Pascal's mugging and Bayes

dmytry

Pascal's mugging and Bayes

post by Dmytry · 2012-03-30T19:55:44.917Z · LW · GW · Legacy · 14 comments

Suppose that your prior probability that giving $1000 to a stranger will save precisely N beings is P(1000$ saves N beings)=f(N) , where f is some sort of probability distribution.

When the stranger makes a claim that he will torture N beings unless you give him the $1000 , the probability has to be increased to

P(1000$ saves N beings | asking for $1000 to save N beings) = f(N) * P(Asking for $1000 to save N beings | 1000$ saves N beings) / P(asking for $1000 to save N beings)

The probability is increased by factor of P(Asking for $1000 to save N beings | 1000$ saves N beings) / P(asking for $1000 to save N beings) <= 1/ P(asking for $1000 to save N beings)

If you are attending philosophical events, and being pascal-mugged by a philosopher, the 1/P(asking for $1000 to save N beings) can be less than 100 . Being asked then only raises the probability by at most factor of 100 over your f(N).
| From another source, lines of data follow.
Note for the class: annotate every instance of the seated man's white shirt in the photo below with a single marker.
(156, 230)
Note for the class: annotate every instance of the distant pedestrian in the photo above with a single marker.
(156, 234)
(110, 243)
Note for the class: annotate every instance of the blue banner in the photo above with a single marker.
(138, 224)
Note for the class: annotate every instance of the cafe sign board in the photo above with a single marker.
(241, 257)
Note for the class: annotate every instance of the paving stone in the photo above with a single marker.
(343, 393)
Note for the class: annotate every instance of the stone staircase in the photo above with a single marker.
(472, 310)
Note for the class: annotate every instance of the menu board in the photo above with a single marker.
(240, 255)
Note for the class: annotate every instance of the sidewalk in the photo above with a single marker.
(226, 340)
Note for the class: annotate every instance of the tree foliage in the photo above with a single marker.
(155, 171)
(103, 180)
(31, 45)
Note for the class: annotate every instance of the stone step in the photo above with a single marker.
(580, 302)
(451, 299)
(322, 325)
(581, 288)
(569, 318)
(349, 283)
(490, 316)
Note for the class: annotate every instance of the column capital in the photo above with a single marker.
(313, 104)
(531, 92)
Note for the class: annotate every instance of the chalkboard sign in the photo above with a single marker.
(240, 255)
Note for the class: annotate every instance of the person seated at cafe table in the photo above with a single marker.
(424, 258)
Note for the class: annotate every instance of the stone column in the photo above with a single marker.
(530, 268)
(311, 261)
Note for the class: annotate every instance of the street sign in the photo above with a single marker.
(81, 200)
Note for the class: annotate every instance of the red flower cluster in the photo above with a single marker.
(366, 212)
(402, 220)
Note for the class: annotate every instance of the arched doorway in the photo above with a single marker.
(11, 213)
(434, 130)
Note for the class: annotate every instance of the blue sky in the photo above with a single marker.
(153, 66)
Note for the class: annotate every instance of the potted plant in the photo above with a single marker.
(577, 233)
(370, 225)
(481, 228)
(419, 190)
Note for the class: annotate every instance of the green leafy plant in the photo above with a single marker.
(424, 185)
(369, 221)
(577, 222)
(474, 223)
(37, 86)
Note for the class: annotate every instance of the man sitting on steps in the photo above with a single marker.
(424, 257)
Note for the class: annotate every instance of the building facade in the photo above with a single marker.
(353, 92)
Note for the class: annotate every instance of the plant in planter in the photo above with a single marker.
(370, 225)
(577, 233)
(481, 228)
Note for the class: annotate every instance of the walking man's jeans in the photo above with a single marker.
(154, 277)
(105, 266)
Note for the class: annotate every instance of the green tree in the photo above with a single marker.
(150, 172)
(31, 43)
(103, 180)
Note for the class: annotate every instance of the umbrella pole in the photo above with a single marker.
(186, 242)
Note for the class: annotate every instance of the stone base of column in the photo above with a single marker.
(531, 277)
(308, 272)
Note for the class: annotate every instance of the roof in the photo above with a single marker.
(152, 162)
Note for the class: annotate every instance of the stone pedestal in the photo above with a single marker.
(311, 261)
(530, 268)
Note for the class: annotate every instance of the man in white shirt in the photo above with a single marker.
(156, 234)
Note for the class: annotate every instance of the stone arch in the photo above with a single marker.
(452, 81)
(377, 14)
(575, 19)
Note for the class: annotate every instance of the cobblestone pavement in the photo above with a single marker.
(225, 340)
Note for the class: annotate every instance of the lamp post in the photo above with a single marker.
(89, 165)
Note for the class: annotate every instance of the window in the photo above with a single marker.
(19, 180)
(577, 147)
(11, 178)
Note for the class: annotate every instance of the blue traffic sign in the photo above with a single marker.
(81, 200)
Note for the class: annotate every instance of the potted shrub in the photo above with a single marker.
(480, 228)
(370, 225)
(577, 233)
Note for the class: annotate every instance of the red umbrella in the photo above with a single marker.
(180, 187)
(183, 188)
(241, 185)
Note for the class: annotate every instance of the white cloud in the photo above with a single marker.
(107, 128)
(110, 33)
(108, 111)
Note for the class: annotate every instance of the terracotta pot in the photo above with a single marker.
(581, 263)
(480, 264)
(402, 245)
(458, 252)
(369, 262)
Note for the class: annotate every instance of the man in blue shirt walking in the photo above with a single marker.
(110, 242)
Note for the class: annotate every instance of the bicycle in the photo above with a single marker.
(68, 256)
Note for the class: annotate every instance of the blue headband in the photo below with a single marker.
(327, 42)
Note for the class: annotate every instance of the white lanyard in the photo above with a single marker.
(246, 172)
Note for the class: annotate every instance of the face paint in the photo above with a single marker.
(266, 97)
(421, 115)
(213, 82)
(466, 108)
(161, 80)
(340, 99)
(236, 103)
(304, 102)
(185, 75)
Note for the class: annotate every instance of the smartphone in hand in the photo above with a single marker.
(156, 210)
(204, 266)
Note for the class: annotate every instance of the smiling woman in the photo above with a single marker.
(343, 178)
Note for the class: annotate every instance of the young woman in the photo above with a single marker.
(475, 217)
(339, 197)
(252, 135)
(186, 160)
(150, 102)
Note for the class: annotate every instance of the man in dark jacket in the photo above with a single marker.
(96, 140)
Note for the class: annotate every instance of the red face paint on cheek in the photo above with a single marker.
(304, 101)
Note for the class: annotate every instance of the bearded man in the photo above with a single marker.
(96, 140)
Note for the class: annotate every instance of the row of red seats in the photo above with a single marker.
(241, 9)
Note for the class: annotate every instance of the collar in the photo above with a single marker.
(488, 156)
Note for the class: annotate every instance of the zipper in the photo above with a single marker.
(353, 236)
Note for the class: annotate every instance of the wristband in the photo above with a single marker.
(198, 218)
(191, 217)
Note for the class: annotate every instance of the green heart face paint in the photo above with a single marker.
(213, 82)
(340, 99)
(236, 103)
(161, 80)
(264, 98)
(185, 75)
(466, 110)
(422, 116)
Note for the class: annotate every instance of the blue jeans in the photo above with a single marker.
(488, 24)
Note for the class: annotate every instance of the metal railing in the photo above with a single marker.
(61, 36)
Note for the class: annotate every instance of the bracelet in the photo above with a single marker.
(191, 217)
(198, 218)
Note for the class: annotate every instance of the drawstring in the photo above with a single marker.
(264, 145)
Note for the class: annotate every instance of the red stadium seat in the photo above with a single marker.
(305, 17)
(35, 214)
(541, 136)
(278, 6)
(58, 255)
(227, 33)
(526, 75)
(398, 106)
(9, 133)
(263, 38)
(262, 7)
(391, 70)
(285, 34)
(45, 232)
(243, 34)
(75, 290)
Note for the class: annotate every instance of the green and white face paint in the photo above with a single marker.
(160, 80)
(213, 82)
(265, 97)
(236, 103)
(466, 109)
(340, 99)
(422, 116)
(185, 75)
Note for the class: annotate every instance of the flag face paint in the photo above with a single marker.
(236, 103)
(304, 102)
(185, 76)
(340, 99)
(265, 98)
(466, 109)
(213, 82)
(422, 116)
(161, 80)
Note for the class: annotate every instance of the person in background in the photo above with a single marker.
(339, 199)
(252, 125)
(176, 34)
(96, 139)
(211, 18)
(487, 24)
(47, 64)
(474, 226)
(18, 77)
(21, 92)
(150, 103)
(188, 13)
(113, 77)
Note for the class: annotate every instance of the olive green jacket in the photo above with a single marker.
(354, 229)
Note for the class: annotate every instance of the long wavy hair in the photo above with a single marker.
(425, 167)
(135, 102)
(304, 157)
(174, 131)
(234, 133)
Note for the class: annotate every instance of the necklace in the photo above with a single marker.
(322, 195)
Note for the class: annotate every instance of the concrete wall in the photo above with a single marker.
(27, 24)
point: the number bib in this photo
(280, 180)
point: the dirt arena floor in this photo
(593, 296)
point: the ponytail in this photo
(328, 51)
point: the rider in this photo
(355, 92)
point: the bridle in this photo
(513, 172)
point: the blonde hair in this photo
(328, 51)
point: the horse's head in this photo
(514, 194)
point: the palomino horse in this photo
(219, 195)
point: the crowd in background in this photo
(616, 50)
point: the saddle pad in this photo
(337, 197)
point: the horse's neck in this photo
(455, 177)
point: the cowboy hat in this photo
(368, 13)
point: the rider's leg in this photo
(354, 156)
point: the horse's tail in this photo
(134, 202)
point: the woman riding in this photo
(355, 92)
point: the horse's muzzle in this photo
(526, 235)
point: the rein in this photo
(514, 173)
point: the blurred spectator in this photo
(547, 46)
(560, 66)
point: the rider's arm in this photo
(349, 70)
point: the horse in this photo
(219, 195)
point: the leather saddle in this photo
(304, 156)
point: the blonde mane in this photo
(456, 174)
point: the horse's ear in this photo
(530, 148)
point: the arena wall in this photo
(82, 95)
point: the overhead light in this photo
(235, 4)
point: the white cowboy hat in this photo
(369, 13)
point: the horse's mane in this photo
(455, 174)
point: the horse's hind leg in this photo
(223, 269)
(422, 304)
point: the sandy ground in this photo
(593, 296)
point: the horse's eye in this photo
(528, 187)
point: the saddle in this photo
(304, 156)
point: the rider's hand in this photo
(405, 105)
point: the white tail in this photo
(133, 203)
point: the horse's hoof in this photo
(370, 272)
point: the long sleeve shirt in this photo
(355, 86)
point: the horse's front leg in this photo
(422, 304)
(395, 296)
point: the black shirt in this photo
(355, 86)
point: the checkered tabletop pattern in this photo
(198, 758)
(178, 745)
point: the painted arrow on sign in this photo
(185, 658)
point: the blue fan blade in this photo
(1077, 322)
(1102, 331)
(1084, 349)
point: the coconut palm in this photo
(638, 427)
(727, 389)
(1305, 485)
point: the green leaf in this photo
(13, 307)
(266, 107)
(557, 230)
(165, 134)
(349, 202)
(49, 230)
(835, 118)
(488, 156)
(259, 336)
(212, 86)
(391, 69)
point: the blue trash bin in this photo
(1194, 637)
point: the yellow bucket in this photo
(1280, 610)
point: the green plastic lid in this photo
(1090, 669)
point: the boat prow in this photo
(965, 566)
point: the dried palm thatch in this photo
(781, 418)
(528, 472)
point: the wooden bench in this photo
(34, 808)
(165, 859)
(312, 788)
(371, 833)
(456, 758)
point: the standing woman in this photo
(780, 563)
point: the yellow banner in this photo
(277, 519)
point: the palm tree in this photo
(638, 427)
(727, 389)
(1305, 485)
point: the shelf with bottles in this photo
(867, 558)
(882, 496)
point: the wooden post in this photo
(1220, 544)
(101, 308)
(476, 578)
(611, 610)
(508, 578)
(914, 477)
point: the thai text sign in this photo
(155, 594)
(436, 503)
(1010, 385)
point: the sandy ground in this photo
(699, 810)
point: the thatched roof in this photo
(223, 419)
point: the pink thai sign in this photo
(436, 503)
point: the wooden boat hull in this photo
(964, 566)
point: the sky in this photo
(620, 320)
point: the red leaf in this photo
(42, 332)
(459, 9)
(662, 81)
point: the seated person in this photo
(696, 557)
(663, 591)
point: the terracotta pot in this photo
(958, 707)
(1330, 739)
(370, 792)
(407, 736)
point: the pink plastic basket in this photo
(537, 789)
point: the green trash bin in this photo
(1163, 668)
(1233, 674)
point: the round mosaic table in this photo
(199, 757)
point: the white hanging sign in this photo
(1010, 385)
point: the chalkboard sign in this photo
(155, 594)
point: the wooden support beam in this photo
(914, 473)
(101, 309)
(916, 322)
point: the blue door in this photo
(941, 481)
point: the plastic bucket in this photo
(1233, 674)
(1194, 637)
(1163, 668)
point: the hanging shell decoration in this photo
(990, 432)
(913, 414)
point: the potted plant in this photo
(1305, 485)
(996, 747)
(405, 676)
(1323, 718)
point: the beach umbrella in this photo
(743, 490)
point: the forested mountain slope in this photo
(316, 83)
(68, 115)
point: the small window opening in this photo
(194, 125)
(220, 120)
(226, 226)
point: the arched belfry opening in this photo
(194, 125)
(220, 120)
If there was only one person in the world who came up with Pascal's mugging, the factor is at most a few billions.

edit: Note (it may not be very clear from the post) that if your f(N) is not small enough, not only should you be Pascal-mugged, you should also give money to random stranger when he did not even Pascal-mug you - unless the utility of the mugging is very close to 1000$.

I think it is fairly clear that it is reasonable to have f(N) that decreases monotonously with N, and it has to sum to 1 which implies that it has to fall off faster than 1/N . So the f(3^^^3) is much much smaller than 1/(3^^^3) . If one is not to do that, one is not only prone to being Pascal-mugged, one should run around screaming 'take my money and please don't torture 3^^^3 beings' at random people.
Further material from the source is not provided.